These four dotaku (bronze bells) were accidentally found behind rock during quarrying operations in 1912.
Among the four development stages of dotaku, both of them belong to the second stage (gaientsuki-chushiki). The body of each dotaku is decorated with a delicate flowing water pattern and elaborate paintings of animals or people. There is a row of deer (a human-like figure is also cast in the center) on the body of the No. 1 dotaku and creatures like reptiles are placed face to face on the knob. While a deer is depicted on the knob of the No. 2 dotaku, the No. 3 dotaku has a deer on the knob and dragonflies, fish, soft-shelled turtles and human figures on the body, while the No. 4 dotaku has a row of deer and human figures on the body.

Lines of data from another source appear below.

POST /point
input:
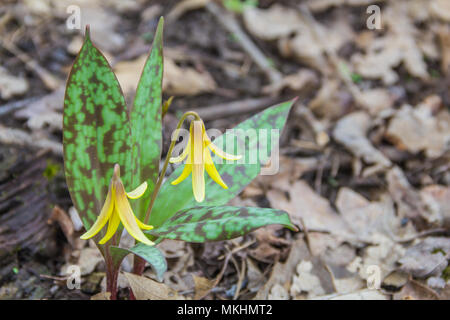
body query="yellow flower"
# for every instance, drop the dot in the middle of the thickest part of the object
(199, 159)
(117, 209)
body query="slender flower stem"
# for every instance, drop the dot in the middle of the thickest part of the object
(166, 162)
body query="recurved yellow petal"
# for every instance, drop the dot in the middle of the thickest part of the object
(143, 225)
(198, 166)
(211, 169)
(184, 154)
(127, 216)
(113, 224)
(186, 172)
(138, 192)
(104, 215)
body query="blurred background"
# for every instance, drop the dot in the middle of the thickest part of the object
(364, 158)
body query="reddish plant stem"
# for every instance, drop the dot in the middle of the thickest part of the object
(112, 274)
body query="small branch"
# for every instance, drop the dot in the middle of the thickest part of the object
(230, 109)
(229, 22)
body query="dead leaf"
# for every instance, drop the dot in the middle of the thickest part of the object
(427, 258)
(102, 296)
(303, 203)
(351, 131)
(331, 101)
(375, 100)
(365, 294)
(414, 290)
(282, 272)
(185, 6)
(177, 81)
(10, 85)
(255, 277)
(45, 112)
(408, 200)
(417, 129)
(436, 198)
(273, 23)
(440, 9)
(103, 22)
(202, 286)
(444, 40)
(399, 45)
(148, 289)
(65, 223)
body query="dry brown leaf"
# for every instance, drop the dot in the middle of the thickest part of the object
(427, 258)
(384, 253)
(177, 81)
(414, 290)
(273, 23)
(365, 294)
(185, 6)
(436, 200)
(444, 40)
(282, 272)
(148, 289)
(255, 277)
(60, 216)
(351, 131)
(399, 45)
(10, 85)
(440, 9)
(185, 81)
(408, 200)
(103, 22)
(322, 5)
(331, 101)
(102, 296)
(202, 286)
(45, 112)
(301, 81)
(418, 129)
(298, 37)
(375, 100)
(304, 204)
(22, 138)
(369, 218)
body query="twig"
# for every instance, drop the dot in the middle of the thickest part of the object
(219, 276)
(229, 22)
(240, 280)
(231, 109)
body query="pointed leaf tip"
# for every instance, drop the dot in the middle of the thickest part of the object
(87, 33)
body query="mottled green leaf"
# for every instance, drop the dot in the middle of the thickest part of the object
(145, 119)
(96, 131)
(172, 199)
(151, 254)
(211, 223)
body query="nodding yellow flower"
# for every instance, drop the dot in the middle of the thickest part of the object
(199, 159)
(117, 209)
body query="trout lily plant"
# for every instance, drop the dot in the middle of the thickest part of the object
(110, 150)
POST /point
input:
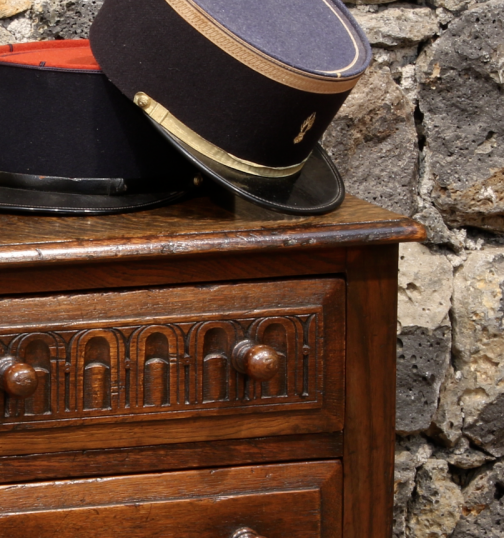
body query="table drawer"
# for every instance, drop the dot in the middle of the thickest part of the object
(155, 365)
(296, 500)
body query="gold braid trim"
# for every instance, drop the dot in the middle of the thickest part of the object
(258, 60)
(175, 127)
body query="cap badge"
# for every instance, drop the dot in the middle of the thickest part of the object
(307, 125)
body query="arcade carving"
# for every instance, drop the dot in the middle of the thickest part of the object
(163, 369)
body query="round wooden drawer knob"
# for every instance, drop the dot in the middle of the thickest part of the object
(17, 378)
(245, 532)
(258, 361)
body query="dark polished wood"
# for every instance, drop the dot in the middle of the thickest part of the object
(370, 380)
(17, 379)
(277, 500)
(120, 461)
(258, 361)
(245, 532)
(143, 331)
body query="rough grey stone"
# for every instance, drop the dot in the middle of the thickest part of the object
(423, 358)
(437, 230)
(397, 25)
(436, 507)
(424, 343)
(461, 95)
(411, 452)
(373, 141)
(463, 455)
(425, 287)
(487, 430)
(452, 5)
(21, 29)
(478, 342)
(9, 8)
(64, 19)
(483, 509)
(447, 422)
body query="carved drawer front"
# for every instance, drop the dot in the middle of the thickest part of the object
(273, 501)
(208, 352)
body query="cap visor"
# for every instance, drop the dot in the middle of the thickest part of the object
(317, 189)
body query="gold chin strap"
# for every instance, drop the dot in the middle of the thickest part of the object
(175, 127)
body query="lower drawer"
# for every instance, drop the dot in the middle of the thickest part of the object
(297, 500)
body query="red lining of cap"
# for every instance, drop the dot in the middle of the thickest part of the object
(62, 54)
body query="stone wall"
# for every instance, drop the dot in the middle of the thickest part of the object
(422, 134)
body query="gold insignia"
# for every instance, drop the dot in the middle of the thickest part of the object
(307, 125)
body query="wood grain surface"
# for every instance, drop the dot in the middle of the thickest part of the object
(194, 227)
(120, 461)
(165, 354)
(370, 386)
(275, 500)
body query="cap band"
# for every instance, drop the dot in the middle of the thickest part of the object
(175, 127)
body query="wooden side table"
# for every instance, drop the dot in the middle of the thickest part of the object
(192, 371)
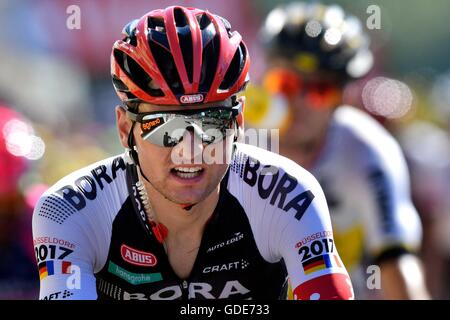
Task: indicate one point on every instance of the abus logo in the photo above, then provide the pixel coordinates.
(192, 98)
(136, 257)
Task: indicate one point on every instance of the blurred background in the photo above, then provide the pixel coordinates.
(58, 78)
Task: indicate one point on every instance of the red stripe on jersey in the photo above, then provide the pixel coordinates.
(335, 286)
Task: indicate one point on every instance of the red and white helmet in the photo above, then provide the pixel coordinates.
(179, 56)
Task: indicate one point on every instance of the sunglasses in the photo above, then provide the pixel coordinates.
(318, 94)
(166, 129)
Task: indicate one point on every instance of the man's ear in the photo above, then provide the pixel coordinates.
(123, 125)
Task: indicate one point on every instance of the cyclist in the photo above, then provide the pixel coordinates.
(313, 51)
(155, 223)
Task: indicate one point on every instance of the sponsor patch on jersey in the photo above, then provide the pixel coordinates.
(51, 267)
(137, 257)
(335, 286)
(54, 241)
(59, 295)
(133, 278)
(45, 252)
(236, 265)
(318, 255)
(235, 238)
(319, 263)
(312, 237)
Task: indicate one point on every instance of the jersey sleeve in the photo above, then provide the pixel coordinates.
(392, 224)
(289, 217)
(64, 253)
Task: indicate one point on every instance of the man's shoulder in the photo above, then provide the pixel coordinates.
(361, 133)
(81, 189)
(258, 164)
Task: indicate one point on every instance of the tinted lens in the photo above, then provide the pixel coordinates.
(168, 129)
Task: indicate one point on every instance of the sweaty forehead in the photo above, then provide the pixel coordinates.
(148, 107)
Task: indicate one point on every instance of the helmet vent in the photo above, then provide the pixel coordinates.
(167, 67)
(235, 68)
(136, 74)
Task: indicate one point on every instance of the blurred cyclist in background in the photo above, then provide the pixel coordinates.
(313, 51)
(18, 278)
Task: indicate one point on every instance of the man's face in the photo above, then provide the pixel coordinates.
(180, 173)
(311, 99)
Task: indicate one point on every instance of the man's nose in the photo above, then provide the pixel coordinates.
(190, 147)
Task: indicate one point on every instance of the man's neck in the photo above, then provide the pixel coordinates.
(178, 220)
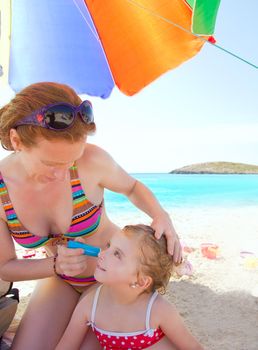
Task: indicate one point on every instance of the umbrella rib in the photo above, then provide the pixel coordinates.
(97, 38)
(188, 31)
(88, 24)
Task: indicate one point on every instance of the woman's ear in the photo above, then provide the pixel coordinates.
(15, 140)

These dotaku paintings tell us about the living environment and spiritual world of the people in the Yayoi period.
Among these dotaku, there are some "dohan dotaku," dotaku cast in the same mold. The No. 2 and No. 5 dotaku of Kamoiwakura, Shimane are dohan dotaku whereas the No. 4 dotaku is dohan dotaku with the No. 21 dotaku of Kamoiwakura, the dotaku excavated from Mt. Toki, Osaka and those excavated from Inomukai, Fukui. Moreover, it has been found that the No. 3 dotaku was created from a mold that had been excavated from the Higashi Nara Ruins in Osaka. These dotaku are valuable materials for the study of the production and distribution of dotaku. While these dotaku have been treated as valuable materials that support the claim, partly based on the fact that they were found behind rock, that they were buried when outside enemies invaded the area ("dotaku concealment account"), there also remains the possibility that they had been re-buried for some reason.